Hamilelikte burun tıkanıklığı için evde neler yapabiliriz?
•Buhar geçici olarak tıkanıklığı rahatlatır ve sakinleştirir. Sıcak bir duş alın ve bir süre buhar banyosu yapın. Veya sıcak suyla ıslattığınız bir havluyu yüzünüze tutun ve nefes alın.
•Bol miktarda sıvı tüketin. Bol sıvı alımı boğaz kuruluğunu rahatlatır; burun-boğaz salgılarının yoğunlaşmasını, kurumasını önler.
•Serum fizyolojik içerikli damla veya spreyler burun salgılarını temizler, burun içindeki şişkinliği azaltır. Eczanelerde bulabilirsiniz. Kolayca uygulayabileceğiniz bir yöntemdir. Her burun deliğine birkaç damla damlatmak veya püskürtmek sizi oldukça rahatlatır.
•Oda havasını nemlendirmek için bir nebulizatör yani buhar makinesi kullanın ve gece boyunca başınızın yanında bulundurun. Hava nemlendiricileri ve buhar makineleri ağız ve boğazdaki kurumayı engeller. Nemlendiricinizin iç malzemelerinin temizliğinden emin olun. Bakteri üremesini engellemek için günlük olarak suyunu değiştirin. Filtresini de sıklıkla değiştirmek gerekir.
•Dinlendiğinizde veya uyuduğunuzda başınızı ekstra yastıklarla yükseltin. Başı kalp seviyesinin üstünde tutulması burundaki konjesyonu yani şişkinliği azaltabilir. Ayrıca bu durum reflü sebepli mide yanmasına da iyi gelmektedir.

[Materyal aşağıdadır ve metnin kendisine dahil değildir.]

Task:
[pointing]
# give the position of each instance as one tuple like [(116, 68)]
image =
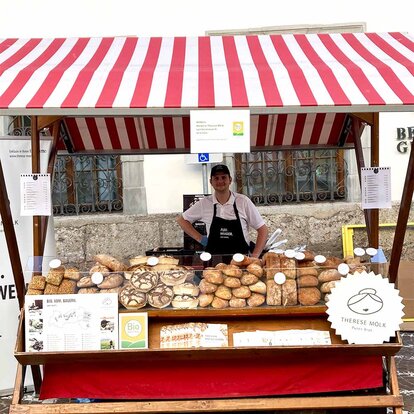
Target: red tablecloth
[(211, 378)]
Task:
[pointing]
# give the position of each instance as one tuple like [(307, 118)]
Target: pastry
[(131, 298), (38, 282), (72, 273), (144, 281), (67, 287), (110, 262), (258, 287), (173, 277), (88, 290), (241, 292), (111, 281), (85, 281), (289, 293), (205, 299), (307, 281), (161, 296), (232, 282), (55, 276), (256, 299), (248, 279), (273, 293), (223, 292), (309, 296)]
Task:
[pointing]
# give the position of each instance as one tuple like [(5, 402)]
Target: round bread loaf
[(237, 302), (161, 296), (111, 281), (255, 269), (233, 271), (248, 279), (144, 281), (131, 298), (205, 299), (223, 292), (232, 282), (309, 296)]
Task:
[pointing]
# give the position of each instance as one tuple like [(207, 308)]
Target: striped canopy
[(135, 93)]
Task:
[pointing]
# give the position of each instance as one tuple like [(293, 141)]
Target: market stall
[(134, 95)]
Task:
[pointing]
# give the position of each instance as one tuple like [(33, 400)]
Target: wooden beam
[(11, 240), (367, 117), (402, 219), (46, 121)]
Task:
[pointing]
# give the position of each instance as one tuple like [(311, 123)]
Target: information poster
[(376, 187), (55, 323), (213, 131)]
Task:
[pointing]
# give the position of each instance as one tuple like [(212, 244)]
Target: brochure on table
[(56, 323)]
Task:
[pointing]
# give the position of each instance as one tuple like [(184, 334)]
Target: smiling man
[(228, 217)]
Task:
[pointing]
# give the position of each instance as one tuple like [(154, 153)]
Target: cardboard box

•Temiz havada yürüyüş ve hafif egzersiz iyi gelebilir
•Güçlü tahriş edicilerden olan sigara dumanı, alkol, boya, kimyasal buharlardan veya semptomları tetikleyecek durumlardan kaçınmalısınız

Hamilelik nezlesinde alabileceğim ilaç var mı?
Gebeliğinizin ilk 3ayında bebeğinizin organ gelişimi tamamlanıyor olduğu için bu dönemde burun yıkama solüsyonları dışında herhangi bir ilaç alımı tavsiye edilmez. Ancak burun tıkanıklığı ve akıntı sizi çok rahatsız ederse, doktorunuzu arayıp şikayetlerinizden bahsedin ve alabileceğiniz güvenli bir ilaç olup olmadığını sorun. Çünkü ilaçların büyük çoğunluğu plasentadan geçer ve bu bebek sağlığı için güvenli değildir. Gebelik kategorisi B olan ilaçlar tercih edilmelidir.
Eğer doktorunuz onaylarsa burun açıcı ve ödem giderici dekonjestan ilaçlar ve spreyler doktor kontrolünde sınırlı olarak kullanılabilir. Ancak dekonjestan burun spreylerini yüksek dozda kullanmaktan kaçınmalısınız, çünkü bu ilaçlar rebound inflamasyona yol açabilir, tıkanıklığı daha da kötüleştirebilir ve sizi bu ilaçları kullanmaya bağımlı hale getirebilir.
Doğal yöntemler %100 başarılı olmasa bile semptomlar hafifleyebilir veya ilaç tedavisine gerek olmayacak kadar azalabilir, diğer gelişebilecek komplikasyonları önleyebilir ve hastayı daha rahatlatabilir.

En iyi tedavi nedir?
Doğum yapmak en iyi tedavidir! Hormonlarınızın seviyesi doğumdan sonra hızla düşecek ve hatta birkaç gün içinde kendinizi çok daha iyi hissedeceksiniz. Tüm gebelik nezlesi belirtileri 2-3 haftaya kadar kaybolacaktır.